More than two weeks after Sony Electronics Huanan Co (SEH), a fully owned Chinese subsidiary of Sony Corp, was sold to A-share listed technology company Shenzhen O-Firm Tech Co on November 7, hundreds of workers expressed their anger through Chinese social media platforms such as Weibo and WeChat over what they said were unfair settlements SEH has made.
"The factory has been lying about having actively communicated with workers' representatives about the deal that it made with O-Firm Tech. We only found at the last minute, which goes against the regulations and rules for labor unions in China," a female employee surnamed Wang told the Global Times on Monday.
Also, when the Nikkei Asian Review reported a few days ago that the workers had been protesting in a violent way, "it covered this issue in a biased way, which made the situation more difficult," another employee told the Global Times during the weekend, speaking on condition of anonymity.
"Don't sell the factory to a Chinese company without any explanation!" workers were quoted as saying in Nikkei's report.
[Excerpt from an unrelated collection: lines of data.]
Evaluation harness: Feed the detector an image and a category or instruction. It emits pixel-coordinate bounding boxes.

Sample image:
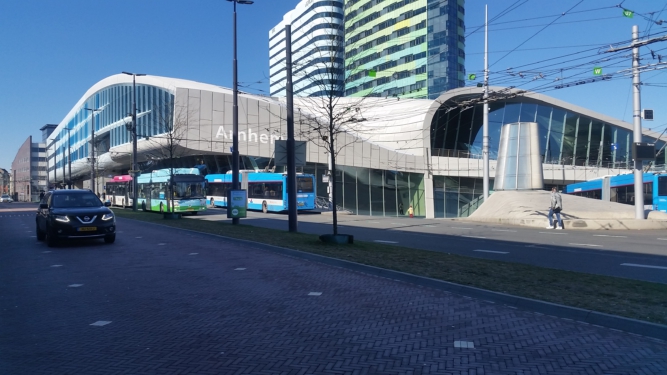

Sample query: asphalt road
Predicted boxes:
[0,204,667,375]
[186,208,667,283]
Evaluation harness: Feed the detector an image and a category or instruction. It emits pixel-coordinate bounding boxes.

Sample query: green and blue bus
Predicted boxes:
[137,168,206,215]
[206,171,317,213]
[563,173,667,212]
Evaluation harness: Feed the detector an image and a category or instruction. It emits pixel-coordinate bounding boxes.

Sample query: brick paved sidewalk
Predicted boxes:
[0,217,667,374]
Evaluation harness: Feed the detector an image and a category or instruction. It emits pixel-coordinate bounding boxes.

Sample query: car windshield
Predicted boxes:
[53,194,102,208]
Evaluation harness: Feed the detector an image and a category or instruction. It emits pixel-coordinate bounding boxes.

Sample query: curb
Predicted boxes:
[117,218,667,341]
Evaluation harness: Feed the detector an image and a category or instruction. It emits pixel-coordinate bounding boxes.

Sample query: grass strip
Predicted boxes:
[114,209,667,324]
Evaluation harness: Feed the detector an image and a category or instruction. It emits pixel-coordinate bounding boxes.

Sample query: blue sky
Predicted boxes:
[0,0,667,169]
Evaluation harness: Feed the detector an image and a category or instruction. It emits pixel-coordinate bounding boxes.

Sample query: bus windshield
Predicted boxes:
[296,177,315,193]
[174,182,204,198]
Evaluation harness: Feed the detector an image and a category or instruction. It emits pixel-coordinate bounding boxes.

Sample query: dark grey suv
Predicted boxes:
[36,190,116,247]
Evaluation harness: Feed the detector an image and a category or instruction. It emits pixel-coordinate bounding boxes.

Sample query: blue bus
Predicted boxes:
[137,168,206,215]
[563,173,667,212]
[206,172,317,213]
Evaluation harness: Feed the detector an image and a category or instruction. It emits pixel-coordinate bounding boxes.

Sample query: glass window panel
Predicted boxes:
[355,168,371,215]
[561,112,579,165]
[519,103,537,122]
[470,104,484,158]
[588,121,603,165]
[445,109,461,150]
[545,108,565,164]
[339,166,357,214]
[614,128,632,168]
[456,108,474,151]
[535,105,551,160]
[445,190,459,217]
[433,176,445,217]
[369,169,384,216]
[409,173,426,216]
[489,102,505,160]
[574,116,591,165]
[503,103,521,125]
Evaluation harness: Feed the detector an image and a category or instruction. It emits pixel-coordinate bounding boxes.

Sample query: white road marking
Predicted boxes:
[621,263,667,270]
[454,341,475,349]
[91,320,111,327]
[473,250,509,254]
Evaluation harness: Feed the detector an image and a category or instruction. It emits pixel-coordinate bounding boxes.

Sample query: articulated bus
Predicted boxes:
[563,173,667,212]
[137,168,206,215]
[106,175,132,207]
[206,172,317,213]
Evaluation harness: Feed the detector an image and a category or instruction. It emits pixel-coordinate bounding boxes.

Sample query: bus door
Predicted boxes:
[653,174,667,212]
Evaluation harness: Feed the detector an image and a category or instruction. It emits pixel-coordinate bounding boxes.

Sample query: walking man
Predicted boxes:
[547,187,563,229]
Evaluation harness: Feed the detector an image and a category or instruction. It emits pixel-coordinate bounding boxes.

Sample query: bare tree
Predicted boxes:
[282,22,375,235]
[149,97,191,212]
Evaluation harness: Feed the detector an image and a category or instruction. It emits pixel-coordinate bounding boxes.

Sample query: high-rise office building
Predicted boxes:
[345,0,465,99]
[269,0,345,96]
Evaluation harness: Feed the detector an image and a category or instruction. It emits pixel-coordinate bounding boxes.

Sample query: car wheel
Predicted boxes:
[46,227,58,247]
[35,222,46,241]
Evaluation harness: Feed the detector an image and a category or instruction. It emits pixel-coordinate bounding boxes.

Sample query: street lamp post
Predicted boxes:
[122,72,146,211]
[227,0,253,224]
[66,127,72,189]
[85,108,100,193]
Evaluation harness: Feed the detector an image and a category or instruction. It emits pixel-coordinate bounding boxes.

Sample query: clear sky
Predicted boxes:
[0,0,667,170]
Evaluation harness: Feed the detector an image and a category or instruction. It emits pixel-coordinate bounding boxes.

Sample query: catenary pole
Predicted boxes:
[632,25,644,220]
[482,5,489,202]
[285,25,297,232]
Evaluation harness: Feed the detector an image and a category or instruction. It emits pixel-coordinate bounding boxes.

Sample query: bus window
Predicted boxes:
[658,176,667,197]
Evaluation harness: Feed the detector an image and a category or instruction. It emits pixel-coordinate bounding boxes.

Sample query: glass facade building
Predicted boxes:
[269,0,345,96]
[345,0,465,99]
[41,74,667,222]
[49,84,174,180]
[431,97,666,169]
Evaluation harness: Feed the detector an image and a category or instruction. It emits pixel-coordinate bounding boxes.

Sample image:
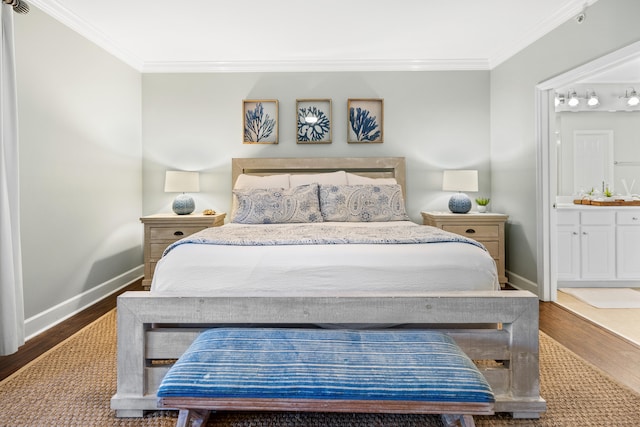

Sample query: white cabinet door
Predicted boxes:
[580,225,616,280]
[616,210,640,280]
[558,225,580,280]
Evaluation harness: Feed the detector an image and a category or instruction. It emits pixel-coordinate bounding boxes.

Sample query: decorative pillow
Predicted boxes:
[231,173,291,218]
[290,171,347,187]
[347,172,398,185]
[320,184,409,222]
[231,184,322,224]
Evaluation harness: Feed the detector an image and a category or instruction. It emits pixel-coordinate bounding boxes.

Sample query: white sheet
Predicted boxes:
[151,222,500,296]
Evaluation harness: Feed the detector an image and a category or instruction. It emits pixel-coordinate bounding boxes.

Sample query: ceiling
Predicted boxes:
[27,0,597,72]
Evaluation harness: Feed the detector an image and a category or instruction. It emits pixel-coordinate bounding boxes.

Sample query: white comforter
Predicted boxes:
[151,221,499,296]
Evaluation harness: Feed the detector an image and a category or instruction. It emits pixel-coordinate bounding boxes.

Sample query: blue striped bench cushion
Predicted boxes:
[157,328,494,403]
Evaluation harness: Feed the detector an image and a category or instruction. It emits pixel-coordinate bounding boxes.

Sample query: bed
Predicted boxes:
[111,157,546,418]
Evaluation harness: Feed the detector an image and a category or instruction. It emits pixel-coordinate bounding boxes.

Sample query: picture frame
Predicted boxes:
[296,99,333,144]
[242,99,279,144]
[347,98,384,144]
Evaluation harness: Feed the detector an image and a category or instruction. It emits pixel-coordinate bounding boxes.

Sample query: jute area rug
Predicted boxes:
[0,311,640,427]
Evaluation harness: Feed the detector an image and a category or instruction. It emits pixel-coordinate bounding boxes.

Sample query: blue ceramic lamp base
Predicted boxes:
[449,193,471,213]
[171,194,196,215]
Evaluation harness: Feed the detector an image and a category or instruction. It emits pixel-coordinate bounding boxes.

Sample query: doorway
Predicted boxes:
[536,42,640,301]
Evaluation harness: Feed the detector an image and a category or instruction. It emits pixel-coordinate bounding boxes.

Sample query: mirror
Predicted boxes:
[555,76,640,197]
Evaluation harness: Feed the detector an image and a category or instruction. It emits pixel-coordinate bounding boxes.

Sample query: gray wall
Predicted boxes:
[491,0,640,290]
[142,71,490,221]
[15,8,142,334]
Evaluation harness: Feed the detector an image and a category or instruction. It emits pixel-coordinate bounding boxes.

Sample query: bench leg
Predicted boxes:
[176,409,210,427]
[442,414,476,427]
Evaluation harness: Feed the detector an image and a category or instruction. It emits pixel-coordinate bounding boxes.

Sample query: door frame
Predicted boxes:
[535,41,640,301]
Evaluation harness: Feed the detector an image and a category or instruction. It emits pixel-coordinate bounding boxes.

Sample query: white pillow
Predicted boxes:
[347,172,398,185]
[289,171,347,188]
[233,173,291,190]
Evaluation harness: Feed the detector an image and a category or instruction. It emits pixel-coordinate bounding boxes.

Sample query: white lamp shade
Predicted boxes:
[164,171,200,193]
[442,170,478,191]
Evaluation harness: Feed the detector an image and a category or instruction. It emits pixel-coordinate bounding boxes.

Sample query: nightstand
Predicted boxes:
[140,213,226,290]
[422,212,509,285]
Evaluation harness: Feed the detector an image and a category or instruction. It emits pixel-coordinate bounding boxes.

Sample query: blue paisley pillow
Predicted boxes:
[320,185,409,222]
[231,184,322,224]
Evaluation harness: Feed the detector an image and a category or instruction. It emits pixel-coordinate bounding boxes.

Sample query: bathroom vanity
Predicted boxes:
[556,203,640,287]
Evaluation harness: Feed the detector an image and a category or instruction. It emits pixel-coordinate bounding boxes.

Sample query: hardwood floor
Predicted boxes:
[0,279,142,381]
[0,281,640,393]
[540,302,640,393]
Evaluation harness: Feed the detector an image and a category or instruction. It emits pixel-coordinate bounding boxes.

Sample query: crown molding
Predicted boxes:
[141,59,489,73]
[29,0,597,73]
[29,0,144,71]
[489,0,598,70]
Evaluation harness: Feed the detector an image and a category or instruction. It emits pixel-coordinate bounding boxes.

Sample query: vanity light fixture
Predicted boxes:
[587,91,600,108]
[624,88,640,107]
[567,90,580,107]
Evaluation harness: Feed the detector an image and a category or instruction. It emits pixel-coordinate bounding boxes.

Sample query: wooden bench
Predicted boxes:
[157,328,494,427]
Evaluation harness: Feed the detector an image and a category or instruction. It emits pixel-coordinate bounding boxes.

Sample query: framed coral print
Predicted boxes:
[242,99,278,144]
[347,99,384,143]
[296,99,331,144]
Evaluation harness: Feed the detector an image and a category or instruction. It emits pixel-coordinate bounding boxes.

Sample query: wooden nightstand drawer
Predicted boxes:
[442,224,500,240]
[140,213,226,289]
[422,212,509,284]
[149,227,206,243]
[478,240,500,259]
[149,242,173,261]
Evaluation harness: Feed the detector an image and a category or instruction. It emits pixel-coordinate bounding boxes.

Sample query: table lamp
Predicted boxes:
[442,170,478,213]
[164,171,200,215]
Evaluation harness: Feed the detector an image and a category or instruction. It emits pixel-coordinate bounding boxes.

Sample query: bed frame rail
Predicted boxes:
[111,291,546,418]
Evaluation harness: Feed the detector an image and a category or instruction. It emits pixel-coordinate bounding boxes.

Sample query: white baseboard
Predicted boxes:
[24,265,144,340]
[507,271,540,296]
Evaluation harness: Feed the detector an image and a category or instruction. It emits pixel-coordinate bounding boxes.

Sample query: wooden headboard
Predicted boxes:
[231,157,407,199]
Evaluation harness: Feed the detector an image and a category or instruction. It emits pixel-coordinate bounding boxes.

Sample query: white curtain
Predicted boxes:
[0,2,24,356]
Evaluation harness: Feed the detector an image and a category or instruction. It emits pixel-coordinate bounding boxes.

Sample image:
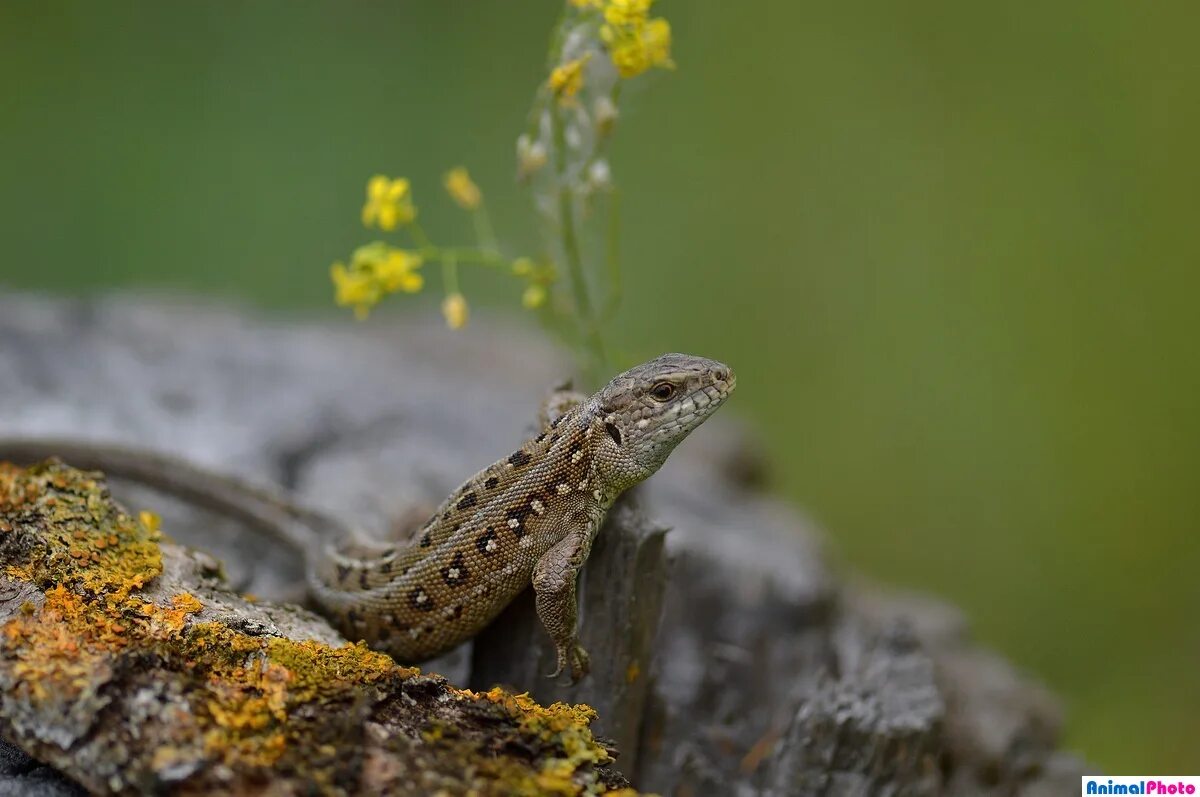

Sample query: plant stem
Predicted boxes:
[601,188,624,322]
[551,106,608,382]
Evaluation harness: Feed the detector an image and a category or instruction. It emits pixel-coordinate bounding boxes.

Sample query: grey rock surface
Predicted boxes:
[0,295,1085,795]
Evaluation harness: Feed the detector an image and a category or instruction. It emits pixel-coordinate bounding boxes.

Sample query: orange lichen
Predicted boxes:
[0,463,633,795]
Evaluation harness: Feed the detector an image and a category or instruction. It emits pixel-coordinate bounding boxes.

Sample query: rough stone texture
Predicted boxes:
[0,296,1099,795]
[0,463,628,797]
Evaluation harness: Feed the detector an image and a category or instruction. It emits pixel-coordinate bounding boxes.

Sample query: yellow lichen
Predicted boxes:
[0,463,633,796]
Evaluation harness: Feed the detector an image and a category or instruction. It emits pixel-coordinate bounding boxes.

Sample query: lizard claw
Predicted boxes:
[550,642,592,684]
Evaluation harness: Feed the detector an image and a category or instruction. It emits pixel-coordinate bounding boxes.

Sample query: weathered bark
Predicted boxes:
[0,296,1082,795]
[0,463,625,797]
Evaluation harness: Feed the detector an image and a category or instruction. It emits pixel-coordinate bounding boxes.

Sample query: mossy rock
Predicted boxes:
[0,462,634,795]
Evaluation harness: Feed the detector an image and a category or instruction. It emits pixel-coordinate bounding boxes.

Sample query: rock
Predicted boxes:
[0,295,1085,795]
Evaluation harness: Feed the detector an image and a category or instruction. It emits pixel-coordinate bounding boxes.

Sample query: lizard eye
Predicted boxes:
[650,382,674,401]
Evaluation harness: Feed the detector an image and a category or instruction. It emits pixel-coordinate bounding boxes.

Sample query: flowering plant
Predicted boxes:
[330,0,674,384]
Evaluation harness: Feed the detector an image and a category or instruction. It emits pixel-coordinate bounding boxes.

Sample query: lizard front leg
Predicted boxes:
[533,522,599,683]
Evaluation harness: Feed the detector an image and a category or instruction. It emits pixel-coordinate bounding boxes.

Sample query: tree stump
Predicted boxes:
[0,295,1085,796]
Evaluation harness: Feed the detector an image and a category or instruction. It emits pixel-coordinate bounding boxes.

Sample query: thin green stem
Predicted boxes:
[470,200,500,256]
[442,253,460,295]
[601,188,624,322]
[551,101,608,379]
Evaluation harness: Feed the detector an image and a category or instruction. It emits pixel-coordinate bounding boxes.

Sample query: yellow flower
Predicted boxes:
[550,55,590,103]
[442,292,469,329]
[521,282,548,310]
[601,18,674,78]
[362,174,416,229]
[329,263,383,319]
[442,166,484,210]
[373,248,425,293]
[604,0,652,26]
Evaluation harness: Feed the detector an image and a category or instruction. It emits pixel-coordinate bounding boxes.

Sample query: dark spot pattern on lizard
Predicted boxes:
[505,504,533,540]
[408,587,433,612]
[442,551,470,587]
[475,526,500,556]
[298,355,732,677]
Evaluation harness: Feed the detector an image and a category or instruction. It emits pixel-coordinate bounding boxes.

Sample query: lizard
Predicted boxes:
[0,354,737,682]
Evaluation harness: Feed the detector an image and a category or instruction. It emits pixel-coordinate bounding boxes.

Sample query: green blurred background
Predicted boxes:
[0,0,1200,773]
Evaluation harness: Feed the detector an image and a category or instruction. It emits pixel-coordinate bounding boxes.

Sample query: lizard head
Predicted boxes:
[592,354,737,489]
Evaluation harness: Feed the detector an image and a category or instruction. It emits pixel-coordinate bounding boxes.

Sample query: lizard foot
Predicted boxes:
[550,642,592,683]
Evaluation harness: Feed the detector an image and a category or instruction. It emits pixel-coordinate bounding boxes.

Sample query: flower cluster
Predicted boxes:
[329,241,425,318]
[330,0,674,377]
[329,167,544,329]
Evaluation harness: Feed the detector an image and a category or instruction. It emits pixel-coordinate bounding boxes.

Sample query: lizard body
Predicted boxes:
[0,354,736,679]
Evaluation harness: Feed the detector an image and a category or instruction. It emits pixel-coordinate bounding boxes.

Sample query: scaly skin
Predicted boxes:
[0,354,736,679]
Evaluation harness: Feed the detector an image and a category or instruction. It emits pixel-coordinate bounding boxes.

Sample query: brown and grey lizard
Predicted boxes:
[0,354,736,679]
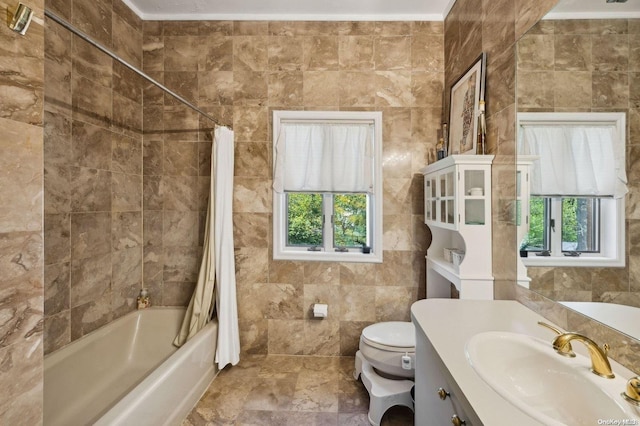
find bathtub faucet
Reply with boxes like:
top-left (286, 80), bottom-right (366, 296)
top-left (138, 288), bottom-right (151, 309)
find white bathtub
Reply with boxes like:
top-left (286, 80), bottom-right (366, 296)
top-left (44, 308), bottom-right (218, 426)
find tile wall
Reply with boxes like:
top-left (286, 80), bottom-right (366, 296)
top-left (143, 21), bottom-right (444, 355)
top-left (516, 15), bottom-right (640, 372)
top-left (0, 0), bottom-right (44, 425)
top-left (518, 19), bottom-right (640, 307)
top-left (444, 0), bottom-right (558, 299)
top-left (44, 0), bottom-right (143, 353)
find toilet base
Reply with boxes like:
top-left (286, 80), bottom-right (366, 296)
top-left (353, 351), bottom-right (414, 426)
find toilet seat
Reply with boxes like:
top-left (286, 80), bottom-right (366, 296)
top-left (361, 321), bottom-right (416, 352)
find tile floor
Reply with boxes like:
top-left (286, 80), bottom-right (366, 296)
top-left (182, 355), bottom-right (413, 426)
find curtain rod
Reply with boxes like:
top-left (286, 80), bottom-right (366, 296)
top-left (44, 9), bottom-right (230, 128)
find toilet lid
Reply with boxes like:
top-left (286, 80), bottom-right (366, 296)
top-left (362, 321), bottom-right (416, 348)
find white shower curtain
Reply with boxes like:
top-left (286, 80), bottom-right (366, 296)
top-left (174, 127), bottom-right (240, 369)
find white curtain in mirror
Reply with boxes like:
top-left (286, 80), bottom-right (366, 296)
top-left (273, 123), bottom-right (373, 192)
top-left (518, 124), bottom-right (628, 198)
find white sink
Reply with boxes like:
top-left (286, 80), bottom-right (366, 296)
top-left (466, 331), bottom-right (640, 426)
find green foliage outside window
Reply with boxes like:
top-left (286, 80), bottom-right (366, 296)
top-left (287, 193), bottom-right (367, 247)
top-left (525, 197), bottom-right (546, 250)
top-left (333, 194), bottom-right (367, 247)
top-left (287, 193), bottom-right (322, 246)
top-left (523, 197), bottom-right (598, 251)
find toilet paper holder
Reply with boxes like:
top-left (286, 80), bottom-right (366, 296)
top-left (311, 303), bottom-right (329, 319)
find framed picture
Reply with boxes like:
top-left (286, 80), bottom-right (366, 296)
top-left (449, 53), bottom-right (486, 155)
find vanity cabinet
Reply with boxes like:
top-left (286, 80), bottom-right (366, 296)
top-left (421, 155), bottom-right (494, 299)
top-left (415, 329), bottom-right (482, 426)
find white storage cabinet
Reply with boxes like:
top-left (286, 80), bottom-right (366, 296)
top-left (421, 155), bottom-right (494, 299)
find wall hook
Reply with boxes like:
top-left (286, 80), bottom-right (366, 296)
top-left (9, 3), bottom-right (33, 35)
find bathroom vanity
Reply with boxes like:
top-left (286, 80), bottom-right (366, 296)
top-left (411, 299), bottom-right (640, 426)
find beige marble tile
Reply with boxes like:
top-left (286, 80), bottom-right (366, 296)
top-left (0, 338), bottom-right (43, 425)
top-left (162, 141), bottom-right (198, 176)
top-left (111, 247), bottom-right (142, 290)
top-left (373, 36), bottom-right (411, 70)
top-left (411, 34), bottom-right (444, 72)
top-left (112, 12), bottom-right (142, 67)
top-left (233, 106), bottom-right (271, 142)
top-left (111, 173), bottom-right (142, 212)
top-left (382, 108), bottom-right (414, 146)
top-left (163, 246), bottom-right (200, 282)
top-left (591, 34), bottom-right (630, 72)
top-left (162, 176), bottom-right (198, 212)
top-left (554, 71), bottom-right (592, 108)
top-left (0, 118), bottom-right (43, 232)
top-left (0, 231), bottom-right (44, 347)
top-left (238, 317), bottom-right (269, 354)
top-left (161, 282), bottom-right (196, 306)
top-left (233, 36), bottom-right (270, 72)
top-left (302, 71), bottom-right (341, 106)
top-left (338, 35), bottom-right (374, 70)
top-left (70, 212), bottom-right (112, 260)
top-left (482, 0), bottom-right (517, 52)
top-left (516, 34), bottom-right (555, 71)
top-left (162, 211), bottom-right (198, 247)
top-left (375, 286), bottom-right (417, 322)
top-left (233, 177), bottom-right (272, 213)
top-left (111, 133), bottom-right (142, 175)
top-left (162, 105), bottom-right (199, 142)
top-left (198, 35), bottom-right (234, 72)
top-left (43, 310), bottom-right (71, 355)
top-left (71, 292), bottom-right (111, 341)
top-left (591, 72), bottom-right (629, 108)
top-left (518, 69), bottom-right (554, 110)
top-left (44, 263), bottom-right (71, 316)
top-left (383, 214), bottom-right (412, 250)
top-left (268, 319), bottom-right (304, 356)
top-left (340, 286), bottom-right (376, 322)
top-left (292, 373), bottom-right (338, 412)
top-left (71, 75), bottom-right (113, 127)
top-left (44, 213), bottom-right (71, 265)
top-left (70, 253), bottom-right (111, 308)
top-left (267, 71), bottom-right (303, 108)
top-left (374, 71), bottom-right (412, 107)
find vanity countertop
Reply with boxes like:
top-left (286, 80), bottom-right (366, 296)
top-left (411, 299), bottom-right (633, 426)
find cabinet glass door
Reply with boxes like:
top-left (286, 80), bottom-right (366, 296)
top-left (439, 171), bottom-right (456, 225)
top-left (463, 170), bottom-right (488, 225)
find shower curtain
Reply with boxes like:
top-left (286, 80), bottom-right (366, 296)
top-left (174, 126), bottom-right (240, 369)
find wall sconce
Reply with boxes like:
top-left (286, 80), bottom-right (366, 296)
top-left (9, 3), bottom-right (33, 35)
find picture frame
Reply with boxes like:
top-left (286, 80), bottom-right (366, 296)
top-left (448, 52), bottom-right (487, 155)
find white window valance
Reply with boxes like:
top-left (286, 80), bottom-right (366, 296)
top-left (518, 123), bottom-right (628, 198)
top-left (273, 122), bottom-right (374, 192)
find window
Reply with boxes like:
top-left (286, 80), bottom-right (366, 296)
top-left (523, 197), bottom-right (612, 257)
top-left (518, 113), bottom-right (627, 267)
top-left (273, 111), bottom-right (382, 262)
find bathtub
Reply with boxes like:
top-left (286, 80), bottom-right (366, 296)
top-left (44, 308), bottom-right (218, 426)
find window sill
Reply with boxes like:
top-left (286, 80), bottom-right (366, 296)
top-left (520, 255), bottom-right (625, 268)
top-left (273, 251), bottom-right (382, 263)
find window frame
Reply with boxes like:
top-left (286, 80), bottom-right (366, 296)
top-left (272, 111), bottom-right (383, 263)
top-left (517, 112), bottom-right (626, 268)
Many workers said the identity of the buyer was not the issue. They are angry, they said, that SEH never discussed remuneration under the new corporate structure before the sale.
Workers said it was unfair that the Japanese media blamed the employees. Some provided the Global Times with detailed union meeting records.
Two days after Sony announced the deal, the first labor union meeting was held, according to the records. During the meeting, employees asked for more details about the acquisition plans, buyout offers, and a deadline for Sony to reply to these requests.
Some workers told the Global Times during the weekend that they are not against the deal. What frustrated them was that they had no right to know what was going on until the factory was sold.
Sony said there would be no change in employees' pay, the length of their initial employment and their contracts during the transfer of the factory, according to an announcement sent to the Global Time on Monday.
It said that more than 90 percent of the employees are back at work and the factory is operating normally.
Workers said, however, that they were forced to return to work by signing unfair agreements, and some said they have mortgages to pay so they are afraid of getting fired. Sony on Monday fired five workers who had allegedly organized another small-scale protest, read another announcement by the company.